Dear Kim,
I am so sorry to hear that things didn’t work out for you and Kris. It was clear from the beginning that you were both madly in love and had the purest of intentions. You worked so hard, for so long, to make it work and despite your efforts, I’ve heard you’re moving on. I wish you and Kris nothing but the best.

Now, some gentle guidance around handling some delicate matters that lay ahead.

You and Kris need to return your wedding gifts, tout de suite, with handwritten notes thanking each recipient for their gift and for their understanding during this difficult time. You should send back gifts to your friends and family; Kris should send back items to his. And on the off-chance that you’ve actually unwrapped or even used a gift and it is not suitable to return to its sender, donate it to a charity.

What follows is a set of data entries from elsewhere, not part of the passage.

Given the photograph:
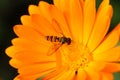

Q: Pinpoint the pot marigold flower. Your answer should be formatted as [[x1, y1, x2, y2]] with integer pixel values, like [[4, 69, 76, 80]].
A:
[[6, 0, 120, 80]]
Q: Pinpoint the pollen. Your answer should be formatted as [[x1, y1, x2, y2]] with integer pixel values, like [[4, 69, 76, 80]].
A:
[[61, 43, 93, 71]]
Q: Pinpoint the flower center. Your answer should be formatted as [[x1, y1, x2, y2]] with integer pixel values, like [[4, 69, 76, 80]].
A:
[[61, 43, 93, 71]]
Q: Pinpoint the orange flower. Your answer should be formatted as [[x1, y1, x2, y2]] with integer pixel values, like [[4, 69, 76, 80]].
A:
[[6, 0, 120, 80]]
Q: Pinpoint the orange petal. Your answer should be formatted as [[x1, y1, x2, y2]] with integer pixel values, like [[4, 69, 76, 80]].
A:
[[115, 23, 120, 36], [76, 69, 87, 80], [43, 67, 68, 80], [93, 46, 120, 62], [53, 0, 60, 8], [13, 25, 48, 44], [14, 69, 54, 80], [97, 0, 110, 17], [53, 0, 69, 12], [102, 72, 114, 80], [65, 0, 83, 43], [93, 28, 119, 54], [21, 15, 33, 27], [9, 59, 24, 68], [51, 5, 70, 37], [57, 70, 75, 80], [28, 5, 40, 15], [38, 1, 52, 22], [5, 46, 16, 57], [103, 63, 120, 73], [31, 14, 57, 36], [85, 61, 106, 71], [14, 51, 55, 63], [88, 6, 112, 51], [12, 38, 50, 55], [18, 62, 56, 76], [83, 0, 96, 45], [86, 69, 101, 80]]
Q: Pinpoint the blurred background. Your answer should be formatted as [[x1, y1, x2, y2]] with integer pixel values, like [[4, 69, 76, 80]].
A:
[[0, 0, 120, 80]]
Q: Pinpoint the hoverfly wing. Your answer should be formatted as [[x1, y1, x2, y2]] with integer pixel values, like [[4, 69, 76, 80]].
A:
[[47, 43, 62, 56]]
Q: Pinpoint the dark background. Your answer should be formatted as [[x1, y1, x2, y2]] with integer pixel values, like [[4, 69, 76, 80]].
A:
[[0, 0, 120, 80]]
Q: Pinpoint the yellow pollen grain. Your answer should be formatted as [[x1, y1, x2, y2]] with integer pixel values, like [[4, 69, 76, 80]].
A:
[[61, 43, 92, 71]]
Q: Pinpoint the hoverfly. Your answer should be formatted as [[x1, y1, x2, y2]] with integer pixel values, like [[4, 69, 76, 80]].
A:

Conventional etiquette suggests an engagement ring is a bride’s to keep, unless it is a heirloom in the groom’s family. From what I understand, your ring is not a heirloom of the Humphries family but I highly encourage you to give it back to Kris anyways. You’ve had it for such a short time, surely you can’t be sentimentally attached to it – I reckon that you’ve had the shoes on your feet for longer than you sported this ring. Moreover, its value could bring a small country out of debt and Kris shouldn’t continue to pay for it. The cost of your dignity comes in a higher price than the ring is worth.

Lastly, don’t put the badmouth on Kris and ask your friends and family to do the same. Chin up. Tight-lipped. Trash talking your ex is so common and it only throws gas on the tacky fire.